Other indirect taxes
Following secession, the UK no longer would be bound by the EU capital duty directive – but is unlikely to reintroduce duty. Indirect taxes such as air passenger duty, landfill tax, climate change levy and aggregates levy would not be affected since they are not governed by EU law (other than perhaps state aid rules).
Direct tax implications
Direct taxes are solely a national competency, which must be exercised in accordance with the EU treaties.
The EU treaties authorise the European Council to issue directives.
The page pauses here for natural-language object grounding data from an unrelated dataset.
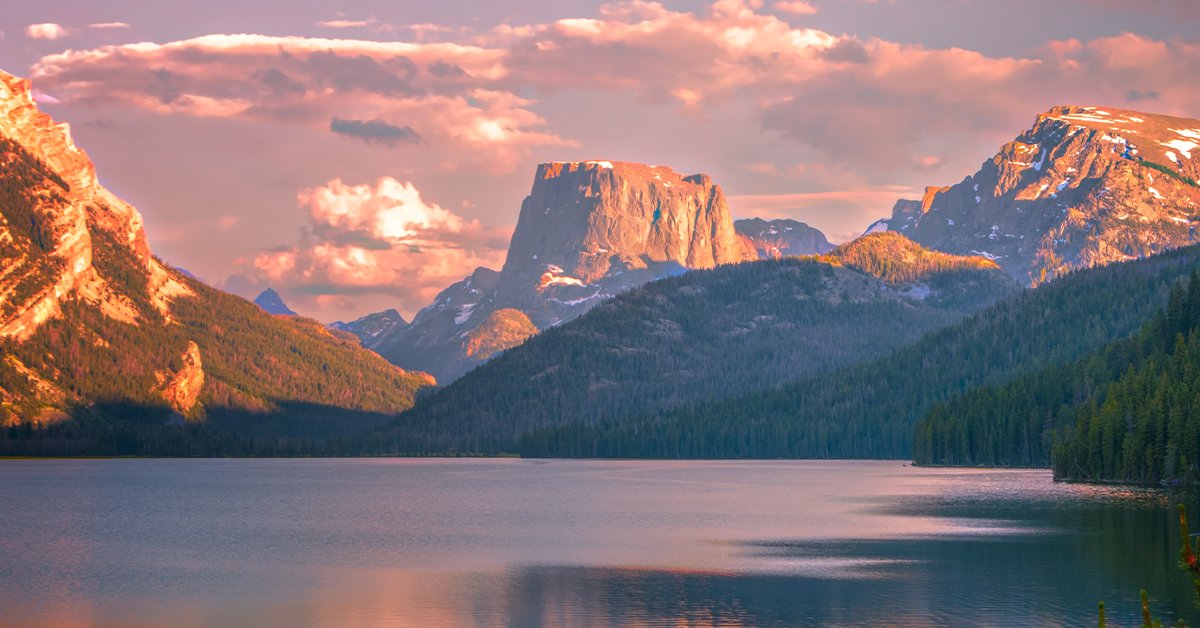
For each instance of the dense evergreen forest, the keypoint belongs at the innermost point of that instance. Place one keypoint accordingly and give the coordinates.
(94, 384)
(1129, 412)
(870, 410)
(706, 335)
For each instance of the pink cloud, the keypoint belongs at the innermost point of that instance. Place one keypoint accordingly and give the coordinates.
(378, 238)
(47, 30)
(443, 91)
(796, 6)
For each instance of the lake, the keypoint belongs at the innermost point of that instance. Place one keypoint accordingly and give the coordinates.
(451, 542)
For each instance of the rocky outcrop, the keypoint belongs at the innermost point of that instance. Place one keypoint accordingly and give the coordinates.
(60, 193)
(372, 328)
(595, 217)
(95, 328)
(271, 303)
(587, 231)
(781, 238)
(183, 389)
(1083, 186)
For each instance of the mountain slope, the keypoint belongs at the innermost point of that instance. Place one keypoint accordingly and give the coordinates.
(1126, 412)
(869, 411)
(1083, 186)
(587, 231)
(271, 303)
(372, 328)
(703, 335)
(93, 327)
(781, 238)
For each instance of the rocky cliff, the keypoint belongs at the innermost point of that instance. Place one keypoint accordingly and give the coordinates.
(58, 193)
(94, 327)
(781, 238)
(1083, 186)
(587, 231)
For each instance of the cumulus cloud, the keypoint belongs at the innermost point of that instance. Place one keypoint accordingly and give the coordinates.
(378, 238)
(871, 102)
(348, 23)
(46, 30)
(375, 132)
(449, 90)
(796, 6)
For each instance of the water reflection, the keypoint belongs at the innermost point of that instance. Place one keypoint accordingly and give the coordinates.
(570, 543)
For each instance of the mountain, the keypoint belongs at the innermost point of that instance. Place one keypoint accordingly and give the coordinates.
(587, 231)
(271, 303)
(1080, 417)
(781, 238)
(372, 327)
(108, 350)
(703, 335)
(870, 410)
(1083, 186)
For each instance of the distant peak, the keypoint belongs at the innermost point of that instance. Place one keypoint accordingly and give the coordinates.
(271, 303)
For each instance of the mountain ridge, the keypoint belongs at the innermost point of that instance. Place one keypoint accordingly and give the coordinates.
(102, 344)
(1083, 186)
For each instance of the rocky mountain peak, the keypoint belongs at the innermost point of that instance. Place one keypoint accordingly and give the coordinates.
(71, 211)
(271, 303)
(588, 231)
(1083, 186)
(591, 217)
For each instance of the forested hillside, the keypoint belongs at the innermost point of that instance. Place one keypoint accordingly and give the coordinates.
(1128, 412)
(869, 411)
(105, 350)
(706, 335)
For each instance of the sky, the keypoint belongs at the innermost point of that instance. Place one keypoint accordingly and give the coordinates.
(363, 155)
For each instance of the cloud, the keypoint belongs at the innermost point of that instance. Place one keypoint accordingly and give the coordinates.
(47, 30)
(871, 103)
(449, 90)
(347, 23)
(376, 132)
(796, 6)
(378, 239)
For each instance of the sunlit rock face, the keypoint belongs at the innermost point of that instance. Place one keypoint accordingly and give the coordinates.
(69, 211)
(587, 231)
(94, 327)
(1083, 186)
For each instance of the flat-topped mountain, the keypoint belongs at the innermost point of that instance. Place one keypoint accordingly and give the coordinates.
(94, 328)
(588, 231)
(1083, 186)
(703, 335)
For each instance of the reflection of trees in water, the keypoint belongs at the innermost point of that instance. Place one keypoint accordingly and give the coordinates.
(1056, 575)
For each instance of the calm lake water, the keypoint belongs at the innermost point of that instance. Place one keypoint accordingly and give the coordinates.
(573, 543)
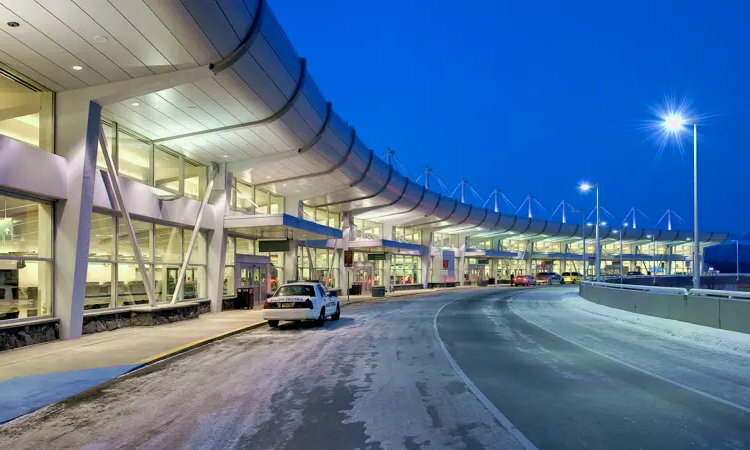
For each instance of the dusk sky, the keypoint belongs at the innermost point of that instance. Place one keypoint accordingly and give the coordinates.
(532, 97)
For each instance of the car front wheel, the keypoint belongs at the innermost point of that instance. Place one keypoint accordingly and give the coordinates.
(321, 318)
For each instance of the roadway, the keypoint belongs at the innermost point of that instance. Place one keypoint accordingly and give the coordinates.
(492, 368)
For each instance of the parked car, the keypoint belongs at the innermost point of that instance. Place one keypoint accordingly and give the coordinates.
(554, 279)
(542, 277)
(301, 301)
(524, 280)
(571, 277)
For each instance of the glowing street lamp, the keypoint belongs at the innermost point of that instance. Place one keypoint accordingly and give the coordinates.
(673, 121)
(585, 187)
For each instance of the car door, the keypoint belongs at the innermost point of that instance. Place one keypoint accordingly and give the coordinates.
(325, 300)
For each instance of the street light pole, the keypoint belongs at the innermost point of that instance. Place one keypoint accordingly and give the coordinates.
(696, 240)
(598, 249)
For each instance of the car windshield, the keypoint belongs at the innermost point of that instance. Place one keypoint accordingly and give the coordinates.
(295, 289)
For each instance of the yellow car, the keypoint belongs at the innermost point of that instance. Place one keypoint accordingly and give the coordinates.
(571, 277)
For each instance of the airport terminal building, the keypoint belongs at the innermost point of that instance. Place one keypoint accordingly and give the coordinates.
(161, 154)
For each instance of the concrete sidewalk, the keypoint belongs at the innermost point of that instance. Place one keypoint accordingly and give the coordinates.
(39, 375)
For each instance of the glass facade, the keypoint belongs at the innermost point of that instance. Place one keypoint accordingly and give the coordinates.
(25, 258)
(406, 269)
(323, 259)
(162, 248)
(27, 110)
(136, 158)
(253, 200)
(367, 229)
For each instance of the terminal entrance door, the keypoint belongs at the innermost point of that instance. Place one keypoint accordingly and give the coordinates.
(251, 273)
(476, 273)
(364, 276)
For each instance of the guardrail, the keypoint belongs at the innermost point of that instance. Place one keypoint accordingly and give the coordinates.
(727, 310)
(636, 287)
(732, 295)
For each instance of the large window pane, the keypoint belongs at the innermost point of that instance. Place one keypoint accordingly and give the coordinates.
(195, 283)
(199, 249)
(130, 287)
(195, 180)
(27, 113)
(102, 242)
(245, 246)
(244, 198)
(228, 281)
(167, 170)
(109, 133)
(142, 234)
(165, 282)
(277, 204)
(25, 227)
(168, 244)
(134, 157)
(99, 278)
(261, 199)
(25, 289)
(229, 260)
Member states have implemented a number of tax directives to aid intra-EU trade and investment, as well as administrative cooperation, including:
The parent/subsidiary directive, which generally eliminates withholding taxes on dividends paid to ‘parent companies’;
- The interest and royalties directive, which eliminates certain withholding taxes on certain interest and royalties;
- The mergers directive, which allows the deferral of tax on gains that become due at a company or shareholder level for certain cross-border mergers, divisions, transfers of assets and exchanges of shares within the EU;
- The mutual assistance directive on administrative cooperation between tax authorities (including recent amendments requiring the exchange of rulings within the EU as from 2017 and the intra-EU exchange of country-by-country (CbC) information to tax authorities for accounting periods starting on or after 1 January 2016);
- The mutual assistance directive in connection with the recovery of tax, etc.
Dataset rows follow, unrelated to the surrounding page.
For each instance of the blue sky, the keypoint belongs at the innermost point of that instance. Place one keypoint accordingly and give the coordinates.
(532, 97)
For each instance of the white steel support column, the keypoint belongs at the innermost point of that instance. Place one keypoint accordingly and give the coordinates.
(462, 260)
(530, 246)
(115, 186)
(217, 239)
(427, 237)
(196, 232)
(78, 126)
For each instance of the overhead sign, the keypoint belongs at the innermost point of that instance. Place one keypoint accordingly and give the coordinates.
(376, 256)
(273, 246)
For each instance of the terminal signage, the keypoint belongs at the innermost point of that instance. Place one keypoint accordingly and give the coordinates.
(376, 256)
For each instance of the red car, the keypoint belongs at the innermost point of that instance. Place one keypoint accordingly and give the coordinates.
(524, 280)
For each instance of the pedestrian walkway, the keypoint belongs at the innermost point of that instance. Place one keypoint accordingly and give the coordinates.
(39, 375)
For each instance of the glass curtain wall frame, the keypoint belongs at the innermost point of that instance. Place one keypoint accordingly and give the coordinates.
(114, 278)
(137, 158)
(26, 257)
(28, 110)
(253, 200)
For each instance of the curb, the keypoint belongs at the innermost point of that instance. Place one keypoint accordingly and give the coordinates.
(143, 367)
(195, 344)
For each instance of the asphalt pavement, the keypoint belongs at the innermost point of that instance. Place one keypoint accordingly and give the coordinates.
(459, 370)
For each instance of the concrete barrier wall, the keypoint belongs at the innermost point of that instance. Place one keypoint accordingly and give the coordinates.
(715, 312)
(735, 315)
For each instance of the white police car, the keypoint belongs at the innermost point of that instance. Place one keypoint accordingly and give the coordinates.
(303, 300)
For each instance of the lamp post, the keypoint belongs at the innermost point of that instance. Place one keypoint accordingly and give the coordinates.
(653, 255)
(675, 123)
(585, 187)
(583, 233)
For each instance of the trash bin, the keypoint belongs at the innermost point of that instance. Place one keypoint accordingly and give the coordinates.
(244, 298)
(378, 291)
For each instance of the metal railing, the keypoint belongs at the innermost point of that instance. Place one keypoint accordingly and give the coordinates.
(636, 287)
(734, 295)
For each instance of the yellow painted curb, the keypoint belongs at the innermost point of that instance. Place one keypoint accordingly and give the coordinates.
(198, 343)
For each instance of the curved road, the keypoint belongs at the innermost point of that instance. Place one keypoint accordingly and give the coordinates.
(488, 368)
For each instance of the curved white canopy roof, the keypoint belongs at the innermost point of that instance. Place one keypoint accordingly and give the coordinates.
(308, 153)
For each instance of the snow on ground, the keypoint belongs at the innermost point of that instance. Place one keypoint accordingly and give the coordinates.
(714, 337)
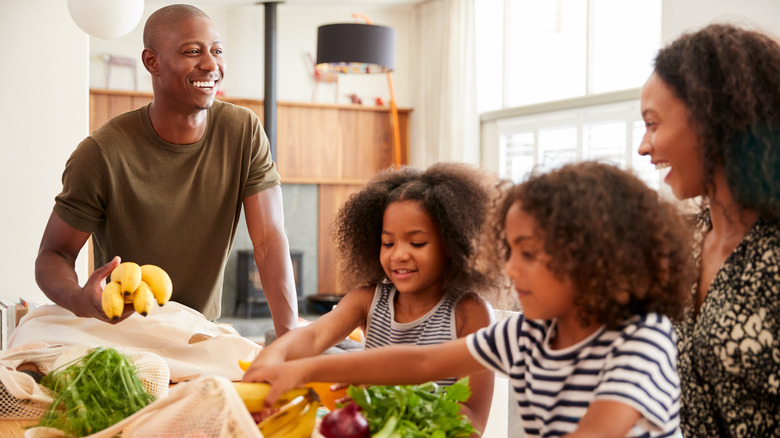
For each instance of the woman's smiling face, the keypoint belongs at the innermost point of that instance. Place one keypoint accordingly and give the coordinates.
(671, 140)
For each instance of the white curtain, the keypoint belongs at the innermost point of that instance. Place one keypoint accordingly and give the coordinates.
(446, 123)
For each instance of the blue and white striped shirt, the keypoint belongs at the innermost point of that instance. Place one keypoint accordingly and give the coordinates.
(635, 364)
(435, 327)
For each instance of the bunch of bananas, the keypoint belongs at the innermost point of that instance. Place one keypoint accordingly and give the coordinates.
(139, 285)
(296, 414)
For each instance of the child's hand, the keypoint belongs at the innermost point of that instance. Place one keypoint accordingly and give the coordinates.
(282, 377)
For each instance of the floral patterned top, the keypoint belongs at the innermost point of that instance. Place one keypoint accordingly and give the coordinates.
(729, 354)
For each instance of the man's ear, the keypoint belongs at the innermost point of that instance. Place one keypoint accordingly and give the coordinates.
(149, 58)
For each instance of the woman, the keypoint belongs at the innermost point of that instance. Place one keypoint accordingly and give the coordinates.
(712, 111)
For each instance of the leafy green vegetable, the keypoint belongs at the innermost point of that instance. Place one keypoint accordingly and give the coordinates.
(94, 392)
(413, 411)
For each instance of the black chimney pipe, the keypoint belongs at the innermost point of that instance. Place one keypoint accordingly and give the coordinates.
(269, 102)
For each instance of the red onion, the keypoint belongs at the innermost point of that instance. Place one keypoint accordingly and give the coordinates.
(345, 422)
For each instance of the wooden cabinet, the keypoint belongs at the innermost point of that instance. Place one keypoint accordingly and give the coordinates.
(336, 147)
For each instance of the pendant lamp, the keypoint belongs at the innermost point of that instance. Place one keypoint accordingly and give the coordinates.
(361, 49)
(106, 19)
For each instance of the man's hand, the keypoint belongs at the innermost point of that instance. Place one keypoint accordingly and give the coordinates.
(92, 293)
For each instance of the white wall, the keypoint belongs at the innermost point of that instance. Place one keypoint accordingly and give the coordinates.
(44, 106)
(688, 15)
(43, 114)
(242, 29)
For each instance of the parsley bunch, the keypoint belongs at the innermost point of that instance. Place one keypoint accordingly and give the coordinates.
(413, 411)
(95, 392)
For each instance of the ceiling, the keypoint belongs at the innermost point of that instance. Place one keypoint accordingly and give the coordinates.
(302, 3)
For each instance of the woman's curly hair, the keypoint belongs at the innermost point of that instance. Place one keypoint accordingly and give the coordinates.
(625, 250)
(728, 79)
(457, 197)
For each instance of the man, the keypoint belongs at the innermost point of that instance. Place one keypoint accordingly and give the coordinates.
(165, 185)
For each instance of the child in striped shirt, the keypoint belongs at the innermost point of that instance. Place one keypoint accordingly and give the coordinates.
(404, 242)
(600, 264)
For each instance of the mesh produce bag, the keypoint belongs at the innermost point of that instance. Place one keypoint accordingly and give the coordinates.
(21, 398)
(207, 407)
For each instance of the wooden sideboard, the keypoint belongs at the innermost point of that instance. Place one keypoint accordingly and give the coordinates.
(336, 147)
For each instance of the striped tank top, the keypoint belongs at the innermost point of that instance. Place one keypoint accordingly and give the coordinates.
(435, 327)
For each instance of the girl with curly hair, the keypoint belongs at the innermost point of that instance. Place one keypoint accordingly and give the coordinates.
(712, 110)
(405, 241)
(600, 265)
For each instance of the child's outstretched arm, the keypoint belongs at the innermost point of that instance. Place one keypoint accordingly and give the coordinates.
(605, 419)
(392, 365)
(472, 314)
(325, 332)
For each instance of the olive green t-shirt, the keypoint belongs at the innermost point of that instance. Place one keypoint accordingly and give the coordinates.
(175, 206)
- The four EU treaty freedoms—freedom to provide services, free movement of people, free movement of capital and freedom of establishment—are relevant for direct tax purposes. The CJEU has found infringements related to certain aspects of the UK corporation tax legislation. In some cases, the UK legislation has been changed so that the infringement is no longer relevant. In other cases – in particular, group relief for cross-border losses – the UK legislation has been changed, but there are open challenges to the application of the legislation.
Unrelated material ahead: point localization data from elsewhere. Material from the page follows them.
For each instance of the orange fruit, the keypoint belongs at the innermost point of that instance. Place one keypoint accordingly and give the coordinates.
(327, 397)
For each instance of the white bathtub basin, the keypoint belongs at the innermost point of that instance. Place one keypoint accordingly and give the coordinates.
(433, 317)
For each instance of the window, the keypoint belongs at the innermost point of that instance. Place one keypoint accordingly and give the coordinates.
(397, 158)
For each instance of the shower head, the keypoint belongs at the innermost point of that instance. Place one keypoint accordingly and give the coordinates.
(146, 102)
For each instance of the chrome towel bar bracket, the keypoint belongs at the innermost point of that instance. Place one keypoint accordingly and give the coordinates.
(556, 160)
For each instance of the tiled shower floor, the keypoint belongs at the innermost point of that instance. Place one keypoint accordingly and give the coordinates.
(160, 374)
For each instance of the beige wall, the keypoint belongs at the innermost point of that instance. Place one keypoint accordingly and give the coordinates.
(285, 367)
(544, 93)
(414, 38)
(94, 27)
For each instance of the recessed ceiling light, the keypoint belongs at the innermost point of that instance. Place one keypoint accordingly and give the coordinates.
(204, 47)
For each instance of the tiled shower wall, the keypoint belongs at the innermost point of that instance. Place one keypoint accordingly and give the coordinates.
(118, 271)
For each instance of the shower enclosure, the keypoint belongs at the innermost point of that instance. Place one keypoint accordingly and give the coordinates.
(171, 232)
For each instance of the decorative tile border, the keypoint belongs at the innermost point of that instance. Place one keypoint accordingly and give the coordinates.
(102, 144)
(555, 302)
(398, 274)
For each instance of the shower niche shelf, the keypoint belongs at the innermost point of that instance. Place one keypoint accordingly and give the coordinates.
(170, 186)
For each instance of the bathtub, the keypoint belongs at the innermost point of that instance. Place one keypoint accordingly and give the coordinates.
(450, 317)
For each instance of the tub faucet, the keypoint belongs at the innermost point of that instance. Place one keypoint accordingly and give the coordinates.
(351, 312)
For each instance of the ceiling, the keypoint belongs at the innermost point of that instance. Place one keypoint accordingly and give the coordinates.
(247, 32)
In principle, the directives would no longer apply after the UK leaves the EU. If the UK remains within the EEA or a similar arrangement, though, national law would need to continue to comply with the treaty freedoms, since they are broadly the same in the EEA agreement – and the benefits of the directives would still apply.
The UK has a wide double tax treaty network, including treaties with the other 27 EU member states. The UK’s treaty policy is to eliminate withholding taxes. Under double tax treaties, there would be dividend withholding tax on dividends from Austria, Czech Republic, Germany and Italy to the UK and interest/royalty withholding tax on payments to the UK from Italy, Portugal and Romania.
Upon secession, the jurisdiction of the CJEU would cease completely in relation to UK matters. Open claims would be decided by the UK courts.
State aid and harmful tax practices
The EU’s state aid provisions could still be relevant as these are sometimes included in agreements with non-EU states. Although the UK would not be subject to the EU code of conduct for business taxation, it is a party to the OECD’s Forum on Harmful Tax Practices, which has a similar remit.
Tax law of other member states
Some UK and other country tax reliefs are offered only in relation to EU member states. These will need to be considered individually.
There is an EU-wide social security directive, which essentially provides that individual on short-term moves would remain liable to home country social security. On secession, domestic law would apply, subject to any social security agreements.
Businesses will naturally wish to start assessing the implications of secession on supply chains and employee moves. It is clear that there will be substantial notice before any changes could occur – don’t panic!